Des mesures de fermeté ont été retenues sur l’hébergement des demandeurs d’asile, notamment la « clôture automatique de la demande en cas d’abandon du lieu d’hébergement, l’impossibilité pour les déboutés de se maintenir dans les hébergements du dispositif national d’accueil des demandeurs d’asile, exclusion des étrangers en situation irrégulière et des déboutés de l’asile du dispositif d’hébergement d’urgence, sauf pendant le temps nécessaire à leur éloignement ».

  • La suppression de l’AME retirée du texte, en échange de l’engagement du dépôt d’un texte début 2024

Les sénateurs avaient supprimé l’aide médicale d’Etat, transformée en aide médicale d’urgence. Une ligne rouge pour la majorité présidentielle. Le sujet étant un cavalier législatif, probablement censuré par le Conseil constitutionnel, il a été retiré du texte.

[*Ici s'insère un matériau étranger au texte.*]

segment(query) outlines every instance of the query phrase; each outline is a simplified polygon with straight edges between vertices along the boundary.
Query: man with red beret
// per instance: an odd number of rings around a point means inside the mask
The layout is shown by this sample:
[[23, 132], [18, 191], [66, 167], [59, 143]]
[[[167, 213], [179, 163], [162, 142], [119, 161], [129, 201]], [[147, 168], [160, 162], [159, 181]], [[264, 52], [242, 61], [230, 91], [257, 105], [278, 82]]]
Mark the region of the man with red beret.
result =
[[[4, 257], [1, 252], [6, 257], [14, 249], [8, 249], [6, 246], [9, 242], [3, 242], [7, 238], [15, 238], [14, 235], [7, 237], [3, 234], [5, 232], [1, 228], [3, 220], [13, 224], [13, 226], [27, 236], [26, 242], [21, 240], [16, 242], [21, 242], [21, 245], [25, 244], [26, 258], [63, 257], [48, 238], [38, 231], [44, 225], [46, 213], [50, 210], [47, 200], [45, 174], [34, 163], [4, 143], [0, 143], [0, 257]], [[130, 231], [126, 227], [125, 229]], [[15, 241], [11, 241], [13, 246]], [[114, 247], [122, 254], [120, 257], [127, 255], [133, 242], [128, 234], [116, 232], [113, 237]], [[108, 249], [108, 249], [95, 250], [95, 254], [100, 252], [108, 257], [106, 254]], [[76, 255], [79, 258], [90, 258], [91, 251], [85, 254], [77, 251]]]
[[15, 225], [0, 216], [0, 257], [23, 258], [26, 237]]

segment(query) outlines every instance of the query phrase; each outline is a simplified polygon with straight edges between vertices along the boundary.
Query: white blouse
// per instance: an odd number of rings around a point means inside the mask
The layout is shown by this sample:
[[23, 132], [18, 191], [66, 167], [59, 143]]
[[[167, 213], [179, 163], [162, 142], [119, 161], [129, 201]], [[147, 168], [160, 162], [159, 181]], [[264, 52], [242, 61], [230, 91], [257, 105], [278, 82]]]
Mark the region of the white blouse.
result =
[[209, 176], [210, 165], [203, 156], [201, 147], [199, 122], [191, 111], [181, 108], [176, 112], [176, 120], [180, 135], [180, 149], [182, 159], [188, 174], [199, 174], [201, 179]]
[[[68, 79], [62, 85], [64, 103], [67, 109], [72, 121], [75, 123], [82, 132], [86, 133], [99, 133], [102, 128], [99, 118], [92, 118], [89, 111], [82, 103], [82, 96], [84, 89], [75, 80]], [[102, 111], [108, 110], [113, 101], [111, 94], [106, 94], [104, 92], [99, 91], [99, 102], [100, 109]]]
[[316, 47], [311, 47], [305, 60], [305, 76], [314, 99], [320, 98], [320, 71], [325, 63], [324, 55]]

La première ministre s’est engagée au dépôt d’un projet de loi pour réformer l’AME, une demande du groupe LR. Mais l’exécutif s’appuiera sur le rapport Stefanini/Evin, qui juge l’AME « utile ».

  • L’interdiction de l’enfermement des mineurs dans les centres de rétention administrative

A noter que la droite a quand même accepté, de son côté, que le texte prévoit l’interdiction de l’enfermement des mineurs dans les centres de rétention administrative (CRA).